Jaco Island East Timor
Timor-Leste

Poser le pied sur Jaco demande une petite cérémonie d'approche : mouillage au large de la pointe la plus orientale du Timor-Leste, transfert en embarcation légère, puis débarquement directement sur le sable. Aucune installation, aucun habitant — et c'est exactement ce qui attire jusqu'ici les navires d'expédition. Une plage d'un blanc éclatant, un chenal aux dégradés de jade et d'outremer, le bruit du vent dans les arbres secs : l'essentiel est là, et il se voit depuis le pont bien avant la première navette.

Une terre que l'on ne possède pas

Pour les Timorais, Jaco est un lieu sacré, au point de rencontre de deux mers. Personne n'y habite et personne n'y passe la nuit : la coutume l'interdit, et les visiteurs sont priés de la respecter. Depuis toujours, les pêcheurs de Valu, la plage qui fait face à l'îlot, assurent la courte traversée du chenal pour les voyageurs de passage — une dizaine de minutes à peine dans leurs barques colorées. Les équipes d'expédition perpétuent cet usage avec leurs propres embarcations, dans le même esprit de retenue.

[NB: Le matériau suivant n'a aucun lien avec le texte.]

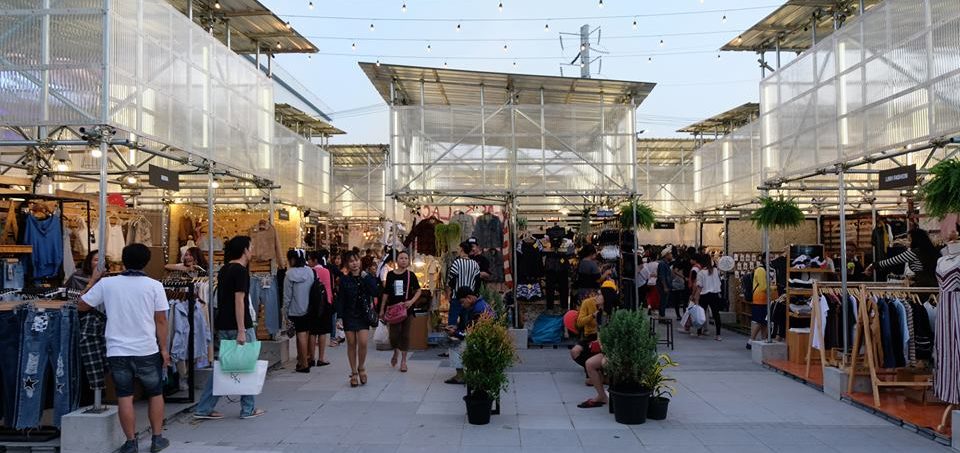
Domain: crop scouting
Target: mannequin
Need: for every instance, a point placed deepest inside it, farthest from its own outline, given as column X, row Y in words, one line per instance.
column 946, row 383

Le parc national Nino Konis Santana

L'îlot appartient au premier parc national du Timor-Leste, créé en 2007, qui protège à la fois les forêts tropicales sèches de l'extrémité orientale du pays, des grottes ornées de peintures rupestres millénaires — sur l'île principale, autour de Tutuala — et un vaste domaine marin. Les fonds comptent parmi les plus riches du Triangle de corail : tombants festonnés, poissons de récif par milliers, tortues croisant dans le bleu du chenal, parfois un aigle pêcheur en vol au-dessus de la crête des arbres. La limpidité des fonds surprend jusqu'aux plongeurs aguerris, et elle ajoute au sentiment d'aborder un monde intact.

Une journée réduite à l'essentiel

Le programme tient en peu de mots : marcher le long du rivage, nager, observer, s'asseoir. Les équipes débarquent le matériel d'apnée et parfois un abri léger; tout vient du navire et tout y retourne, jusqu'au dernier déchet. Dans l'eau, le spectacle commence dès les premiers mètres — coraux en éventail, bancs de fusiliers bleus, poissons-perroquets occupés à brouter la roche. Sur le sable, on suit les traces des bernard-l'ermite entre deux bois flottés, pendant que les frégates tournent haut au-dessus du chenal. Cette absence totale de services, loin d'être un manque, devient la matière même du souvenir — on se surprend à parler bas, comme les Timorais le font en évoquant l'endroit.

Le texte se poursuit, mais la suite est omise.